Google Discloses 2.4 Million ‘Right To Be Forgotten’ Requests, Acts On 43%
Google on Monday revealed that it has received requests to delist about 2.4 million URLs from query results under the European Union’s Right to be Forgotten laws. It has only acted on 43%.
These numbers — part of Google’s latest annual Transparency Report — reflect a growing need for content removal by individuals. In the latest report, Google said it received 654,808 requests to remove 2,436,788 URLs between May 2014 and February 2018, but it only delisted 43%.
Google began complying in May 2014 with the EU’s Right to be Forgotten ruling, which allows individuals to ask Google and other similar services to delist search results related to their name and other personal information about themselves.
The report also details information on those making the requests and the types of sites the URLs appear on. Some 88.7% are from private individuals. As of January 2018, 1% of all requesters accounted for 20%, or 1.4 million of the total URLs requested for removal. In this instance, the data represents the number of requests received beginning in January 2016.
Looking back to analyze the three years of listings, Google says 49.2% of the requests were removals from malicious sites, followed by 19.1% from directories, 17.6% from news sites, 11.6% social media, and 2.4% from other sources.
In another chart that dates back to January 2016, Google says that insufficient information accounts for 24.7% of removal requests, 18.1% account for professional information, 15.9% account for miscellaneous information, 23.2% are related to names not found, and 7.7% account for self-authored information.
A new research paper titled Three Years of the Right to be Forgotten, submitted by Google to the Privacy Enhancing Technologies Symposium for review, provides much greater detail. For example, it states that individuals from France and Germany frequently requested to delist information from social media and directory pages, while requesters from Italy and the United Kingdom were three times more likely to target news sites.
The report also notes that more than 77% of requests to delist URLs were rooted in a country code top-level domain and came from those who were making the request in the same country.

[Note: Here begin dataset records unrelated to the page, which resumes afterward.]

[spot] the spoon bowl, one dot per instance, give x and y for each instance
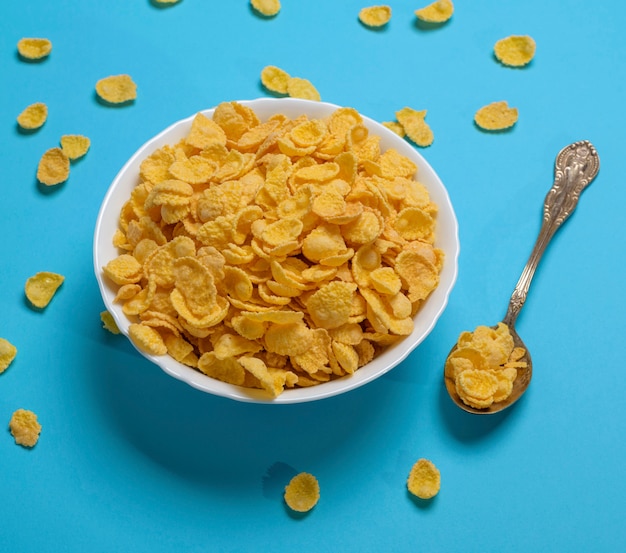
(575, 167)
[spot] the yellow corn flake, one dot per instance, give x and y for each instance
(147, 339)
(424, 479)
(302, 493)
(414, 125)
(274, 254)
(7, 353)
(75, 146)
(34, 48)
(54, 167)
(483, 367)
(375, 16)
(268, 8)
(117, 89)
(496, 116)
(515, 50)
(41, 287)
(33, 116)
(275, 79)
(108, 322)
(437, 12)
(25, 427)
(302, 88)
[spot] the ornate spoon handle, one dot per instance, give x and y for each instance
(575, 167)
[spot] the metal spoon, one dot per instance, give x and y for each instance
(575, 167)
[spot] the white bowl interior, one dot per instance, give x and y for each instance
(425, 320)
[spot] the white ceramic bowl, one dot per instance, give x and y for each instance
(446, 239)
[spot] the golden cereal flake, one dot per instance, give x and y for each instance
(375, 16)
(7, 353)
(302, 88)
(437, 12)
(108, 322)
(268, 8)
(147, 339)
(414, 124)
(496, 116)
(275, 79)
(302, 493)
(424, 479)
(41, 287)
(54, 167)
(515, 50)
(34, 48)
(117, 89)
(33, 116)
(75, 145)
(25, 428)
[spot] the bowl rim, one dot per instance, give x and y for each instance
(388, 359)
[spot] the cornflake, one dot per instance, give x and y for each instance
(414, 125)
(515, 51)
(74, 146)
(424, 479)
(302, 493)
(54, 167)
(33, 116)
(483, 367)
(41, 287)
(496, 116)
(25, 428)
(7, 353)
(437, 12)
(108, 322)
(34, 48)
(285, 253)
(117, 89)
(275, 79)
(375, 16)
(267, 8)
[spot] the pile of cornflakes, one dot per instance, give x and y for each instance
(484, 365)
(275, 254)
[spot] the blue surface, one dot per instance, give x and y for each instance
(131, 460)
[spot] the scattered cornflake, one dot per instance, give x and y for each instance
(424, 479)
(268, 8)
(414, 125)
(437, 12)
(54, 167)
(117, 89)
(25, 428)
(515, 50)
(302, 493)
(41, 287)
(108, 322)
(7, 353)
(291, 251)
(375, 16)
(75, 145)
(275, 79)
(34, 48)
(33, 116)
(496, 116)
(302, 88)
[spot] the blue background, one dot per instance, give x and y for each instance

Individuals in European Union countries — as well as Iceland, Liechtenstein, Norway, and Switzerland — are eligible to submit a removal request through Google’s online delisting form. As part of this form, those making the request must verify their identity by submitting a document, but a government-issued ID is not required. They also must provide a list of URLs they would like to delist, along with the search queries leading to these URLs and a short comment about how the URLs relate to the requester.